STZ treatment produced endothelial dysfunction, impairment of learning and memory, reduction in body weight and serum nitrite/nitrate, and increase in serum glucose, brain oxidative stress (increased brain thiobarbituric acid reactive species and decreased reduced glutathione levels), brain acetylcholinesterase activity and brain myeloperoxidase activity. Further a significant rise in brain tumor necrosis factor-α & interleukin-6 levels and brain neutrophil infiltration were also observed. Treatment of ozagrel (10 & 20 mg/kg, p. o.)/donepezil (0. 5 mg/kg, i.p., serving as standard) ameliorated STZ induced endothelial dysfunction; memory deficits; biochemical and histopathological changes.

Conclusions

It may be concluded that ozagrel markedly improved endothelial dysfunction; learning and memory; biochemical and histopathological alteration associated with STZ induced dementia and that TXA2 can be considered as an important therapeutic target for the management of VaD.

中文翻译：

血栓素 A2 合酶抑制可改善链脲佐菌素糖尿病诱导痴呆大鼠模型的内皮功能障碍、记忆缺陷、氧化应激和神经炎症

基本原理

血管性痴呆（VaD）是全球痴呆的第二大原因。

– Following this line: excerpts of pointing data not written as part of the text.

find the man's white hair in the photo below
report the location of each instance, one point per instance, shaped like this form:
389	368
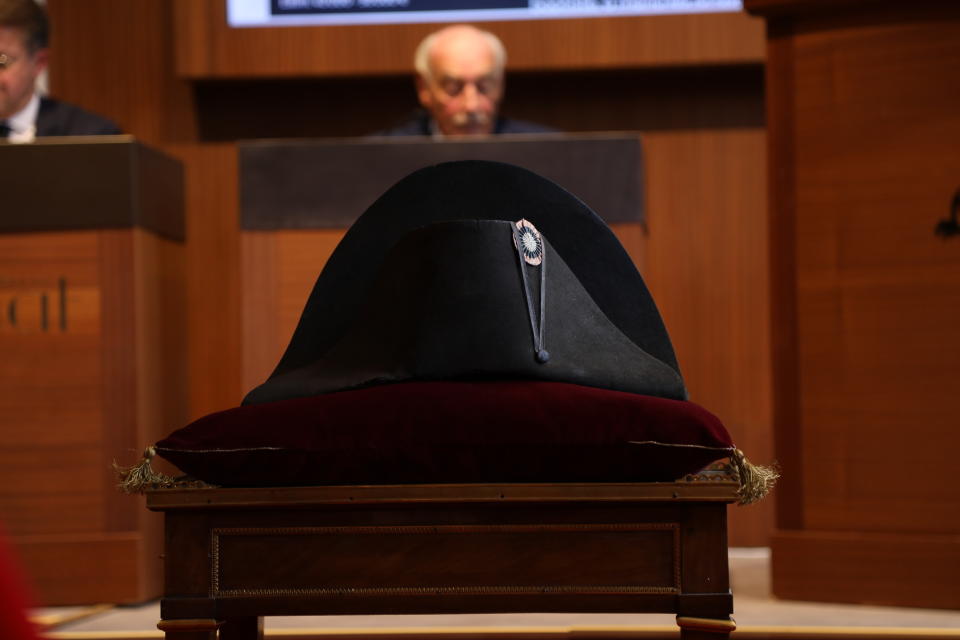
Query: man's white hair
421	59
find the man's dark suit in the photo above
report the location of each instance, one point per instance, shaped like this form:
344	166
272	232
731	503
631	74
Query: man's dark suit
419	124
57	118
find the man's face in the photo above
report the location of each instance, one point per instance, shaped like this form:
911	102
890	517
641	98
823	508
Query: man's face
465	89
18	71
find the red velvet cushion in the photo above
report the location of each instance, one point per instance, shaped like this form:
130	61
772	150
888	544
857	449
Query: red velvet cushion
440	432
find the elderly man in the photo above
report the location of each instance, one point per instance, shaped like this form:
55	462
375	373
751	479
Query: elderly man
460	86
24	115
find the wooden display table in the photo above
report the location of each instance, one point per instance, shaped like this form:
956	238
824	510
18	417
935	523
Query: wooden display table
235	555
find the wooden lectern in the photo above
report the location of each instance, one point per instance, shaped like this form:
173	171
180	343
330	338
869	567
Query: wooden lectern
297	198
864	127
92	334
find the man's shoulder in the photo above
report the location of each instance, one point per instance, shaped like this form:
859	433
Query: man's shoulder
57	118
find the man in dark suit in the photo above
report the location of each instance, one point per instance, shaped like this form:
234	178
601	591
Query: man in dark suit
24	114
460	87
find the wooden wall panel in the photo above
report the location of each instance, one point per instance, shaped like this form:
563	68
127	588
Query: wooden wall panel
707	267
208	48
213	285
86	384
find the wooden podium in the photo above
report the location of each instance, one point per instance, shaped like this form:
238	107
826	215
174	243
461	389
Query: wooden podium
864	128
297	198
92	334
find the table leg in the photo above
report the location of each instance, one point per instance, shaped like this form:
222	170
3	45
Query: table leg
705	628
189	629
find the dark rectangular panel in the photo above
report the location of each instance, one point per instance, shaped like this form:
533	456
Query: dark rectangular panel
310	184
108	182
467	560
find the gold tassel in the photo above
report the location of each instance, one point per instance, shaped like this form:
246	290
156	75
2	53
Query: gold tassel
141	476
755	481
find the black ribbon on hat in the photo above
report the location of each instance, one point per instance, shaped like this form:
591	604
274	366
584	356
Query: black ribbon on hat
531	252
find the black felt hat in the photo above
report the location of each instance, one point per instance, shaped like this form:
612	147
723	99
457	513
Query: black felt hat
477	270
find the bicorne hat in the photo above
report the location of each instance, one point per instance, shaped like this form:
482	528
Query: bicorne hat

找到可能对 VaD 的管理和治疗有用的可能的药物制剂是非常重要的。

目标

本研究调查了选择性血栓素 A2 (TXA2) 合酶抑制剂奥扎格雷在 VaD 大鼠模型中的作用。

方法

单次腹腔注射链脲佐菌素 [STZ, (50 mg/kg)] 给予 Wistar 大鼠以诱导糖尿病相关的血管内皮功能障碍和记忆障碍。莫里斯水迷宫（MWM）测试用于评估学习和记忆。通过观察内皮依赖性血管舒张和血清亚硝酸盐水平来评估离体主动脉的内皮功能障碍。还进行了各种生化和组织病理学评估。

结果

STZ 治疗产生内皮功能障碍、学习和记忆障碍、体重和血清亚硝酸盐/硝酸盐降低、血清葡萄糖增加、脑氧化应激（脑硫代巴比妥酸反应性物质增加和谷胱甘肽水平降低）、脑乙酰胆碱酯酶活性和脑髓过氧化物酶活性。还观察到脑肿瘤坏死因子-α 和白细胞介素 6 水平和脑中性粒细胞浸润的进一步显着升高。ozagrel (10 & 20 mg/kg, p. o.)/donepezil (0. 5 mg/kg, ip , as standard) 的治疗改善了 STZ 诱导的内皮功能障碍；记忆缺陷；生化和组织病理学变化。